Dubai is no longer just a stopover for African business travellers. For a growing number of the continent’s fintech companies, it has become a strategic launchpad for global expansion — and the momentum is accelerating.
Egypt’s MNT-Halan has entered the UAE market with salary-financing products, while Paymob now holds a full UAE Central Bank licence and operates across the Emirates, Saudi Arabia and Oman. Nigeria’s Innovate1Pay has been running its global operations from Dubai’s Jumeirah district since 2019. Flutterwave, which already moved into Saudi Arabia and Bahrain last year, is preparing to set up a UAE presence as well.
The logic is simple: money. An estimated 3 to 5 million African migrants live and work across the GCC, sending remittances home at rates that average between 8% and 9% per transaction — some of the steepest transfer costs anywhere in the world. With the World Bank pegging total remittances to Africa at $109 billion in 2024, roughly a third of that flowing from Gulf states, the market opportunity is enormous. And most of it still moves through cash.

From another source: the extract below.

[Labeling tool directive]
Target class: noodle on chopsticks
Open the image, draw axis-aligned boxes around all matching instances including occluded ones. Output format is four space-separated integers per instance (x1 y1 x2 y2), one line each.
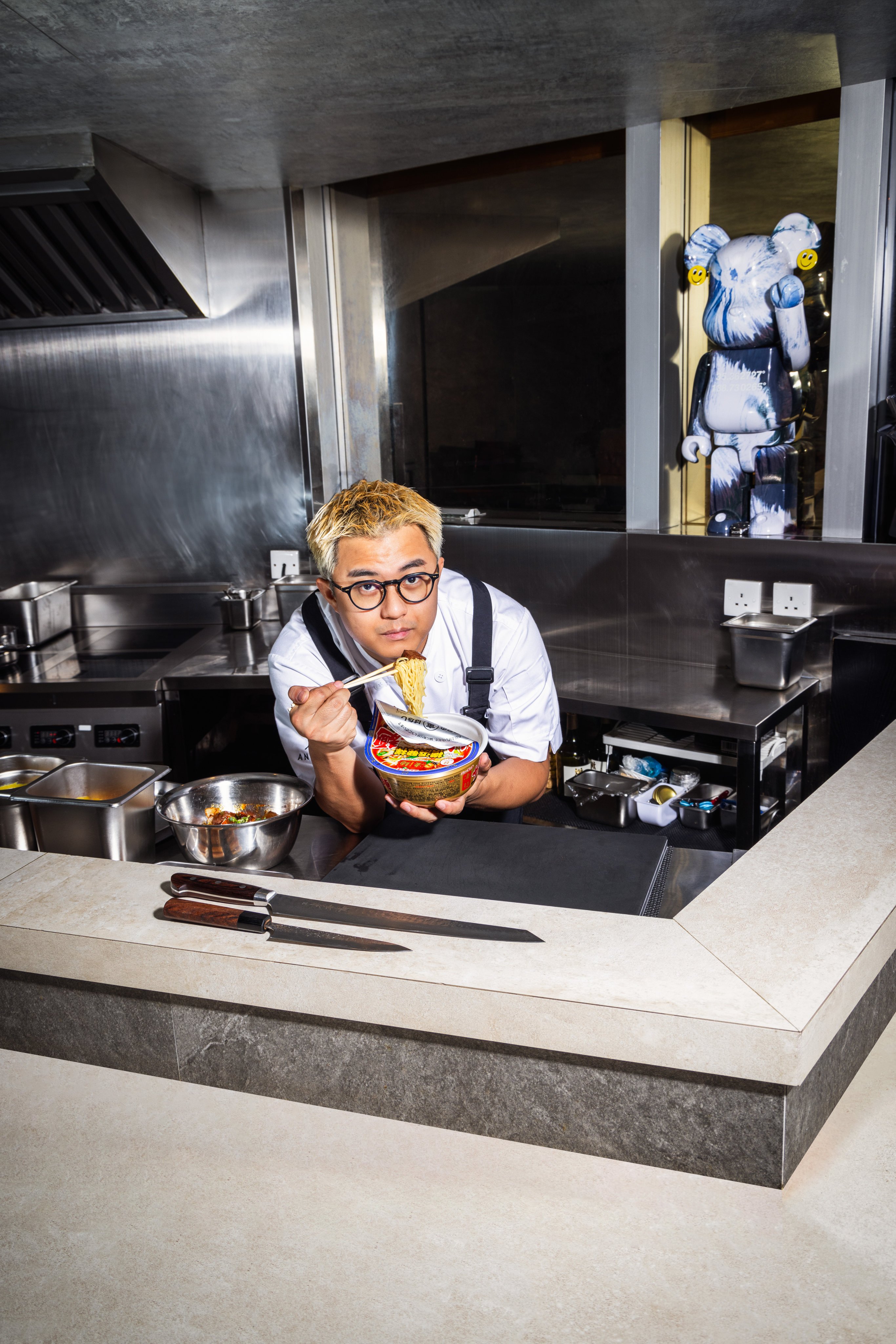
392 656 426 714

That gap is precisely what Ghana’s Zeepay is angling to close. Already active in 25 countries, the payment firm is now targeting the UAE as its entry point into the Gulf. Rather than launching a standalone office immediately, Zeepay is pursuing partnerships with digital payment players already established in Dubai and Abu Dhabi to test demand for an African remittance corridor. Kojo Amofa, the company’s Partnerships Manager, says regional instability has only sharpened the case for what they’re building: migrant workers need faster, cheaper ways to send money home, and the current climate makes that need more urgent.
Beyond remittances, the Gulf is attracting African fintechs for another reason: capital. In 2025, African fintechs raised $1.5 billion across 150 deals, with GCC sovereign wealth funds and family offices playing an increasingly active role. The numbers back the interest — Boston Consulting Group projects the continent’s fintech revenues will grow thirteenfold to $65 billion by 2030. Nigeria’s Moove.io tapped that appetite in 2022, raising a $30 million sukuk through Franklin Templeton in Dubai. Kenya’s M-Pesa has partnered with the UAE’s ADI Foundation — backed by IHC, a $240 billion conglomerate chaired by the UAE president’s brother — to explore blockchain infrastructure.
Digital payments dominate Africa’s fintech story today, but the next wave is already taking shape: SME lending, credit and full-stack digital banking. As that build-out accelerates, the Gulf corridor becomes less a side project and more a structural feature of how African fintech scales globally.